Les entreprises d’économie sociale sont près de 7 000 sur le territoire québécois. La ville de Lévis est un fleuron important pour ce genre d’entreprises, elle compte près de 500 entreprises d’économie sociale sur son territoire. Ces entreprises mettent de l’avant l’individu dans leurs entreprises, autant dans le service offert qu’au niveau des employés qu’elles engagent. Elles partagent des valeurs bien à elles et ces entreprises sont essentielles au développement et à la vitalité d’une communauté.

Questionnés à propos du plan d’action d’une durée de cinq ans mis en place en 2015 par les libéraux, les candidats se sont exprimés à ce propos.

Les partis s’entendent pour dire que la population est vieillissante et que les entreprises d’économie sociale doivent rayonner dans le secteur des services aux personnes âgées. M. Morel tient à ajouter un aspect qu’il considère important. «Ces entreprises récupèrent souvent les déchets et leurs services réduisent les émissions de gaz à effet de serre. Il serait intéressant de voir l’impact qu’ils ont sur l’environnement dans un bilan», soutient le candidat péquiste. Dans le même élan, François Paradis souligne le manque d’éducation autour de ce modèle d’affaires. «Les gens ne savent pas ce qu’est l’économie sociale, il faut informer les gens là-dessus», déplore le politicien. Du côté libéral, M. Abkey croit que les entreprises d’économie sociale font partie des solutions pour pallier le manque de main-d’œuvre bien présent dans la région. Pour QS, ce genre d’économie se trouve au cœur de leur message. «À Québec solidaire, nous avons les outils nécessaires pour venir en aide aux entreprises d’économie sociale et ce n’est pas de la démagogie, c’est quelque chose d’inscrit dans notre programme électoral», souligne Georges Goma.

À l’aube d’un nouveau plan d’action

Un changement de gouvernement arrive à un moment charnière pour ce genre d’entreprises qui est à l’aube d’un nouveau plan d’action. Céline Bernier, directrice générale de la TRÉSCA, a lancé la question à savoir ce que les différents partis ont à offrir à ces entreprises qui sont dans le besoin.

Les partis se sont entendus sur la question du financement par missions plutôt que par projets. En effet, une fois un projet complété, ces organismes doivent rapidement mettre en branle les mesures pour aller chercher du financement pour s’attaquer à leur prochain projet. Les candidats affirment tous que la recherche de financement n’est qu’une distraction face à la mission que ces entreprises ont à remplir.

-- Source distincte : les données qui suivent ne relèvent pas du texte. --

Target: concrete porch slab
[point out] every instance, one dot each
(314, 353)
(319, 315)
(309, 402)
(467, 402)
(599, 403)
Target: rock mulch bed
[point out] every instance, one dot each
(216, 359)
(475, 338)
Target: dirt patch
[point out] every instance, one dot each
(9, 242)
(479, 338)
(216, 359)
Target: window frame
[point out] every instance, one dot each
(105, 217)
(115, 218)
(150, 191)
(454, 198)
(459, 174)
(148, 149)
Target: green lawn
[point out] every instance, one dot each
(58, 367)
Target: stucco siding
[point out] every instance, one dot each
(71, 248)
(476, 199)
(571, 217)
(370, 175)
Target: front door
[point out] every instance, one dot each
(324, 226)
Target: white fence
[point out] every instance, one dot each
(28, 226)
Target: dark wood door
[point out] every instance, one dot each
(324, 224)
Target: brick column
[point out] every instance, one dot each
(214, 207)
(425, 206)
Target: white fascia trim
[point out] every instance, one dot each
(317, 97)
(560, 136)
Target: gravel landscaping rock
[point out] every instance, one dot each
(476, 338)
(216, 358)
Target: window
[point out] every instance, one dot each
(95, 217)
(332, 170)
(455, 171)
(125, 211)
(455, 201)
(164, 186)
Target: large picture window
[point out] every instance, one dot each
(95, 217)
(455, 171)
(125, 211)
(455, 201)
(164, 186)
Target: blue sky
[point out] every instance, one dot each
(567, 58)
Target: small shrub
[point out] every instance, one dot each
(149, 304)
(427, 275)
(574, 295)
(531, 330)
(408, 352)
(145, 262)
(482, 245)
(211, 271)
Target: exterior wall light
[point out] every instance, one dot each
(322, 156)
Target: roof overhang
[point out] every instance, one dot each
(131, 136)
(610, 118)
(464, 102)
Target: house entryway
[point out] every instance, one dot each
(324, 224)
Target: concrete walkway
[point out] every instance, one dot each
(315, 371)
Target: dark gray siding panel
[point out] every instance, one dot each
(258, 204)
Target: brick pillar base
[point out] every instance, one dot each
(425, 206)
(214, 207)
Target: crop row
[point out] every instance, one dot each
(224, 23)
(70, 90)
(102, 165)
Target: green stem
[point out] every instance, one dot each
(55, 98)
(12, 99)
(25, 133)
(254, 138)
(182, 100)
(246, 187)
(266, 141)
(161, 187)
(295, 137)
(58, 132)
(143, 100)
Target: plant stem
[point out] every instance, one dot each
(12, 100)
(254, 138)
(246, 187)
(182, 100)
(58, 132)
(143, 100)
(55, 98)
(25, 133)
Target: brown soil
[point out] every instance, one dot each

De plus, M. Abkey voit les entreprises d’économie sociale comme une pierre angulaire du dossier de l’immigration. «Les entreprises d’économie sociale auront le rôle d’intégrer les immigrants sur le marché du travail et dans la société québécoise», affirme-t-il. Le PQ a maintenu son discours vert en ajoutant que les impacts positifs de ces entreprises sont bénéfiques à la planète. Pour le candidat solidaire qui a étudié la sociologie, les entreprises qui aident les jeunes à intégrer le marché du travail sont essentielles, elles ont un impact direct sur l’économie plus «capitaliste», selon M. Goma. Chez le caquiste, il croit qu’on doit être fier de ces entreprises et prendre les mesures nécessaires pour qu’elles s’élèvent. «Ce qu’on va devoir faire, c’est de s’assoir ensemble et déceler vos besoins et que vous puissiez prendre de l’expansion. On doit éduquer les gens pour qu’ils connaissent ce modèle d’affaires. Si vous n’êtes pas là, comme économie, on manque notre coup», conclut M. Paradis.